The cyclin-dependent kinase like 5 (CDKL5) gene variation is X-linked dominant and is associated with type 2 developmental and epileptic encephalopathy (DEE). Although numerous cases of CDKL5 have been reported, there is limited discussion regarding functional verification. We described two children with DEE caused by de novo variations of CDKL5 gene, analyzed their clinical manifestations, and performed genetic testing on their gene variation sites. The two cases presented with tonic seizures followed by epileptic spasms, indicative of refractory epilepsy. Physical examination revealed abnormal facial features, including wide eye distance, low nose base, and high nose bridge. Both cases exhibited developmental disabilities. Cranial magnetic resonance imaging (MRI) showed widening of the bilateral frontotemporal extracerebral space. Genetic testing identified variations at the gene sites c.463 + 4A > G (splicing) and c.1854_1861delCAAAGTGA (p.D618Efs*18). Minigene experiments further confirmed that the intronic variation c.463 + 4A > G (splicing) disrupted splicing, leading to protein truncation. CDKL5 gene variation can lead to DEE, and intron variation site c.463 + 4A > G (splicing) can cause protein truncation, which is a pathogenic variation.

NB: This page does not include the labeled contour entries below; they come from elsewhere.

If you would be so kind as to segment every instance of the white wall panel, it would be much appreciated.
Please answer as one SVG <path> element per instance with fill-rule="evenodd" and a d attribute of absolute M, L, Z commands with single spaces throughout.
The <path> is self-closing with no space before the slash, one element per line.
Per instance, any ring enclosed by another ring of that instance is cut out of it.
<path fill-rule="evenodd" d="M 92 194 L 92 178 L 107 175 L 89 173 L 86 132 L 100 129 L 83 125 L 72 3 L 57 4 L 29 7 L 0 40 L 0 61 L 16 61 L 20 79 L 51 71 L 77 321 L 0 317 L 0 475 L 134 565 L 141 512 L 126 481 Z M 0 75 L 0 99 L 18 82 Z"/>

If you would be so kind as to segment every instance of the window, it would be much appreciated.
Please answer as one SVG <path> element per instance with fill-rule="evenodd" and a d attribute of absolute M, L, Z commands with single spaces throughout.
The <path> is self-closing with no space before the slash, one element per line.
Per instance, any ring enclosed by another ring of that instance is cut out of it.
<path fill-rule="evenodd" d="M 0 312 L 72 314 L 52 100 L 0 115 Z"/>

细胞周期蛋白依赖性激酶样 5 (CDKL5) 基因变异为 X 连锁显性变异，与 2 型发育性脑病和癫痫性脑病 (DEE) 相关。尽管已经报道了许多 CDKL5 病例，但有关功能验证的讨论却很有限。我们描述了两名由CDKL5基因新生变异引起的DEE儿童，分析了他们的临床表现，并对他们的基因变异位点进行了基因检测。两例患者均出现强直性癫痫发作，随后出现癫痫性痉挛，提示为难治性癫痫。体检发现面部特征异常，包括宽眼距、低鼻基、高鼻梁。两个病例都表现出发育障碍。头颅磁共振成像（MRI）显示双侧额颞叶脑外间隙增宽。基因测试发现了基因位点 c.463 + 4A > G（剪接）和 c.1854_1861delCAAAGTGA (p.D618Efs*18) 的变异。小基因实验进一步证实，内含子变异c.463 + 4A > G（剪接）破坏了剪接，导致蛋白质截短。CDKL5基因变异可导致DEE，内含子变异位点c.463+4A>G（剪接）可引起蛋白质截短，这是一种致病性变异。